Medication-assisted treatment (MAT) is offered with Buprenorphine used in Treatment, Naltrexone used in Treatment. These FDA-approved medications ease withdrawal and reduce craving while clients begin therapy. The treating physician sets dosing and the long-term plan based on an individual clinical assessment.
Outpatient care is designed around real life. Sessions are scheduled in evenings, mornings, or partial-day blocks so clients can keep up with work, school, or caregiving while building recovery skills they can apply the same week.
Yes, this site treats adolescents in an age-appropriate program. Teen tracks typically weave in family sessions, academic continuity supports, and developmentally tailored therapy. Admissions can walk parents and guardians through consent requirements and what a typical week of programming covers.
LGBTQ+-affirming care is part of how this program operates. Clinical work attends to the realities of minority stress, family rejection, and discrimination that frequently sit alongside substance use. Staff training emphasizes culturally responsive, respectful care across every level of the program.
Gender-responsive programming gives women space to work on trauma, relationships, and parenting in a setting tailored to their needs. Some sites coordinate childcare or family housing alongside treatment. If pregnancy or postpartum care is part of the picture, ask admissions about pregnancy-safe protocols.
Trauma-informed practice runs through the program. Qualifying clients can access EMDR, somatic experiencing, and trauma-focused CBT alongside the standard clinical track. Staff are trained to recognize trauma responses and to keep the therapeutic environment physically and emotionally safe.

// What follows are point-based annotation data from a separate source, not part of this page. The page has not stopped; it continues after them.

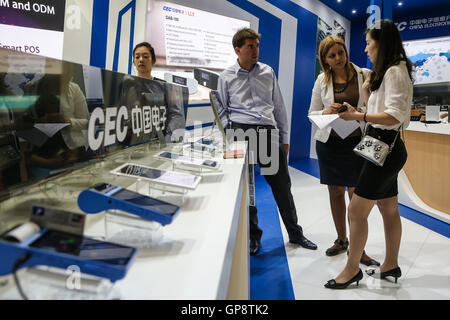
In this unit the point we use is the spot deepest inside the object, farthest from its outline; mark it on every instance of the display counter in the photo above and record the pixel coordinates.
(428, 165)
(203, 253)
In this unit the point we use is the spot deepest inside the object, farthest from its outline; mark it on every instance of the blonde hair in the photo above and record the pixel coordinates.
(324, 47)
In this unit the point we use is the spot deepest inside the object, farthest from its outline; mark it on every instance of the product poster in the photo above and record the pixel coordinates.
(430, 59)
(189, 37)
(35, 26)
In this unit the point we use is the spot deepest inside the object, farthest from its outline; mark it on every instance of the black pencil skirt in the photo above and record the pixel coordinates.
(376, 182)
(339, 165)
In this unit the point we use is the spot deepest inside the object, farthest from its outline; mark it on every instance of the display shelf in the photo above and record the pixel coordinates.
(202, 254)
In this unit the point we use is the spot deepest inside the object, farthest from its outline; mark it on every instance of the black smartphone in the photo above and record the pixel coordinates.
(342, 108)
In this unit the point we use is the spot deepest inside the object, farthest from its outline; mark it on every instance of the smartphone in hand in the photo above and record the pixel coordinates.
(342, 108)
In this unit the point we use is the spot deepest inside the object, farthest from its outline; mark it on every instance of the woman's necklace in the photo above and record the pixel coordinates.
(341, 89)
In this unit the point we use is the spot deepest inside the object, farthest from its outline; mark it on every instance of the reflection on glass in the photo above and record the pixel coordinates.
(47, 108)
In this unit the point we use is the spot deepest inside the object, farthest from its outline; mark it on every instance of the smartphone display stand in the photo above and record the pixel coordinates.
(180, 166)
(131, 230)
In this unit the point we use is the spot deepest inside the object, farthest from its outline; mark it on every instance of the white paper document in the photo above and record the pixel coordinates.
(342, 127)
(322, 121)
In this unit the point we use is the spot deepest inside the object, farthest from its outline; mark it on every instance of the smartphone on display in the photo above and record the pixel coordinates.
(84, 247)
(202, 148)
(197, 162)
(105, 196)
(170, 178)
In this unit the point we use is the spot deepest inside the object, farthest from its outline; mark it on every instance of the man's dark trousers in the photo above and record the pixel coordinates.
(280, 184)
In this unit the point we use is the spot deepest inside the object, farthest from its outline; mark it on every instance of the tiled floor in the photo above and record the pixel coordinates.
(424, 254)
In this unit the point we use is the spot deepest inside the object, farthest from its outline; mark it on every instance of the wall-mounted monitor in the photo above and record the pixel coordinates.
(430, 59)
(188, 37)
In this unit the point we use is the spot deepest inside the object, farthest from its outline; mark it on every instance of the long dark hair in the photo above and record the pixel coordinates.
(390, 50)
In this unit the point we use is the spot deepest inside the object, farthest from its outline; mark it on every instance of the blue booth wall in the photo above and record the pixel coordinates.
(427, 23)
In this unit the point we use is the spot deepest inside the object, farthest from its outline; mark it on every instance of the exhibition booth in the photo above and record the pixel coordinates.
(129, 187)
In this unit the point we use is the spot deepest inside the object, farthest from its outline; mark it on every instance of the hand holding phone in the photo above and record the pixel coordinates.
(342, 108)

Aftercare planning starts well before discharge. Typical paths include step-down to outpatient services, referrals to sober-living homes, alumni group meetings, and warm hand-offs to community recovery resources. Many programs maintain alumni networks so peer support and accountability continue once formal treatment is complete.

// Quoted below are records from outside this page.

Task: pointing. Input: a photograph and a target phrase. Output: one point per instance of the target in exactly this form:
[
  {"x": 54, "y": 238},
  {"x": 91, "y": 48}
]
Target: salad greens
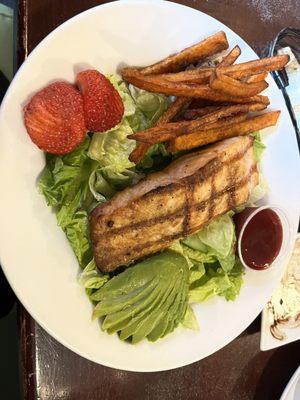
[
  {"x": 146, "y": 300},
  {"x": 77, "y": 182}
]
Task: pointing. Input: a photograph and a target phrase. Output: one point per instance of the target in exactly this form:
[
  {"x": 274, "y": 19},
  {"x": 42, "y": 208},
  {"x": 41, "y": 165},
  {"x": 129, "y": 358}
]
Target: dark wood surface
[{"x": 237, "y": 372}]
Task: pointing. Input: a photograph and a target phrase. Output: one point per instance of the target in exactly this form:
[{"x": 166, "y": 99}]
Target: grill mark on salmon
[
  {"x": 169, "y": 239},
  {"x": 182, "y": 212},
  {"x": 172, "y": 204}
]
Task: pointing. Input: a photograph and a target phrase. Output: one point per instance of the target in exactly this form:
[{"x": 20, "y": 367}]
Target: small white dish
[{"x": 286, "y": 236}]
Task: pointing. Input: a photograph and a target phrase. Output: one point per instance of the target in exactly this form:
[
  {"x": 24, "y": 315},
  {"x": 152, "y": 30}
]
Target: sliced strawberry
[
  {"x": 54, "y": 118},
  {"x": 103, "y": 106}
]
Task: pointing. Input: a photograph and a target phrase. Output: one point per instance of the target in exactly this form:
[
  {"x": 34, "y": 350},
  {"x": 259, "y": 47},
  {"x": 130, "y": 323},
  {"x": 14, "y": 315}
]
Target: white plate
[
  {"x": 292, "y": 390},
  {"x": 35, "y": 254},
  {"x": 267, "y": 340}
]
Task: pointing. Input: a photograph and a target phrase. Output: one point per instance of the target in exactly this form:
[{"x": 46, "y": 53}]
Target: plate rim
[{"x": 44, "y": 42}]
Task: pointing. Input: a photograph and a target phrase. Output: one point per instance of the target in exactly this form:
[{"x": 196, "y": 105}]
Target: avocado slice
[
  {"x": 146, "y": 299},
  {"x": 161, "y": 326},
  {"x": 139, "y": 275},
  {"x": 180, "y": 312},
  {"x": 167, "y": 319},
  {"x": 131, "y": 328},
  {"x": 137, "y": 309},
  {"x": 110, "y": 306},
  {"x": 148, "y": 324}
]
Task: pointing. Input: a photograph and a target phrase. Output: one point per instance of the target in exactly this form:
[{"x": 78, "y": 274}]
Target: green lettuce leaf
[
  {"x": 216, "y": 270},
  {"x": 65, "y": 185},
  {"x": 217, "y": 282},
  {"x": 91, "y": 278},
  {"x": 190, "y": 321}
]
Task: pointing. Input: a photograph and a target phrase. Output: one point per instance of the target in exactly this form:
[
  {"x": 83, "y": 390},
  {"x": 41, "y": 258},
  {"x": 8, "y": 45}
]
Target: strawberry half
[
  {"x": 103, "y": 106},
  {"x": 54, "y": 118}
]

Family counseling runs alongside the primary clinical program. Relatives are invited into education sessions, communication-skills practice, and discharge planning so the family system actively supports recovery rather than undermining it. CRAFT principles can inform how loved ones engage with the person in treatment.
Total cost depends on program length, level of care, and the specific services involved. Most sites can set up payment plans or point to outside financing partners. A confidential call to admissions gets you a tailored cost estimate for your situation rather than a guess based on a generic price sheet.
This site offers general information about addiction treatment centers. It is not a substitute for professional medical advice, diagnosis, or treatment. In a mental health crisis, call 988 (Suicide & Crisis Lifeline) or 911 right away. For substance use guidance, SAMHSA can be reached at 1-800-662-4357.
Records are drawn from the SAMHSA Treatment Locator, state licensing databases, and center submissions.